Struggling lately with feelings, good bad and ugly. Help? Caution: TL;DR
Monday, May 25, 2020
I didn't even get on the scale today because I don't EVEN wanna know. I'm really struggling with getting the weight back off. Last year at this time I was 15 pounds to my goal. Now I'm 30 pounds away and I haven't been this heavy for a long time. And oh, do I feel it, in a myriad different ways. But let me lay this out in a different way, because if I do some self-analysis, perhaps I’ll gain some perspective. And please, friends, I’m looking for help, so I really appreciate any feedback you can give, positive or negative. Honest criticism welcome!
Let’s call this the Good, the Bad and the Ugly feelings (apologies to Clint Eastwood) and why I have them. Because I am a complicated and very fallible human being, lots of this is mixed up so please, bear with me.
Good: I FINALLY made exercise a consistent habit, in the form of walking. It took 30 some odd years to get to that, and lose a bunch of weight in the process. Very proud of myself for that accomplishment!
Bad: That habit started seven years ago, and now I am disappointed and frustrated that it's not moving me forward, so to speak. Excuse: (or not, maybe an explanation if I don’t want to be too hard on myself) Last year I had to lower the amount of steps I walk because of foot problems, and then this year I’ve had back problems which lasted much longer than in the past. Which leads into this one:
Ugly: I’m getting older. I may never get the stamina back that I had, the vigor and passion for staying in shape when it was new and more fun, and this is all getting boring and hard and it takes SO MUCH LONGER for me to recover from injury, etc.
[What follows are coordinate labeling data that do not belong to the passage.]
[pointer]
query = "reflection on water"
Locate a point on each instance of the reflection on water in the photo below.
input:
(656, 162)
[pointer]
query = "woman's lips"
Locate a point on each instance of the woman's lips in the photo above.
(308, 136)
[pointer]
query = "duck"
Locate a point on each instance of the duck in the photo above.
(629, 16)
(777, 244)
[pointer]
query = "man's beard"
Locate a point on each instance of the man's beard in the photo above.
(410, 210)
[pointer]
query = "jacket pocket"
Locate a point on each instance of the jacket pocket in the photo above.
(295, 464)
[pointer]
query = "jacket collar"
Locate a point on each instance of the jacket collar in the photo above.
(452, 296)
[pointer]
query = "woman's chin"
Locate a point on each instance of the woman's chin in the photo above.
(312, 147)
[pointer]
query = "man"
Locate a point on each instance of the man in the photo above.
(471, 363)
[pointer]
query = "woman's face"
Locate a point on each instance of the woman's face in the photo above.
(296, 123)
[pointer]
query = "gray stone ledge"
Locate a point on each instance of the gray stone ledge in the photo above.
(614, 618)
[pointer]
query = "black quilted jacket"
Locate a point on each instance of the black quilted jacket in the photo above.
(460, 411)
Good: I was not afraid in the past to do a Whole 30, and try Paleo for a while, and then Keto. Even though I learned of myself that I could not sustain those things, I did learn different ways of eating, ways of cooking, a better and healthier mindset about food, including my shopping habits. Now, some days I could damn near eat nothing but produce, but I am still an avowed carnivore. I’m proud that I’ve learned this!
Bad: Bad habits creep in over time, and I slip. Candy and sweets and carbs have made more of an appearance in my pantry. Excuse/Explanation: Hubby loves his treats, and there are cinnamon rolls and cookies on the counter as I type this (along with fruit) and a pie in the fridge. I don’t HAVE to eat them, but I do, a little, a nibble here and a nibble there. Not to mention my own horrible sweet tooth, it is the one thing I had a terrible time with during the Whole 30, etc. So I’m angry and frustrated and sad and a bit despairing over my lack of willpower, at the store and home, that I can’t or won’t deny myself. And I know how little it takes for those “little foxes” to creep in and put the pounds back, one glob of fat at a time, on my frame. Anger. Shame. Sadness. What a frackin’ waste. (Self loathing and self talk, too.)
Ugly: (This happened last night, but it’s not the first time.) I was tired, I had dusted and vacuumed the entire house sans the bathrooms, and now had to fry up a mess of potatoes before they went bad. I had some bacon and threw that in too. So after I had done this, and it was really late (about 1 a.m., but we keep very late hours) I went in and brushed my teeth because I didn’t want to eat anything more for the night and I’d just give Hubby his dinner and sit with him while we watched tv. Well, even after my clean teeth, I started chowing on those potatoes as I was plating his dinner up. I kept thinking, these should taste really good with bacon, why am I doing this, I’ve eaten enough today, I’m not really even hungry, what the heck am I doing, these don’t even taste that great, why can’t I control myself THIS IS SO STUPID, I KNOW I’M SABOTAGING MYSELF and I did it anyway. Sigh…….more self loathing ensues.
Ugly: Stress stresses you out. So I’ve been more emotional lately, crying over the things in my life that are gone: some of the people I love from long ago and more recently; my kitties which I miss (terribly some days); the fact that more of my life is behind me than in front of me; a general melancholy which sometimes hits you when you’re older. The world’s a different place than it used to be and that is disheartening at times. I find myself being a bit shorter tempered with my hubby, and less patient with other things too. I just want things to be the way they were, and me included! Sadness, pressure, loneliness. I hate being a basket case.
In conclusion, my lovely Sparkfriends, there’s a small bit of what I’m feeling. Thoughts, suggestions?
p.s. Sorry about the dictionary size of this post. I guess I really needed to write it out!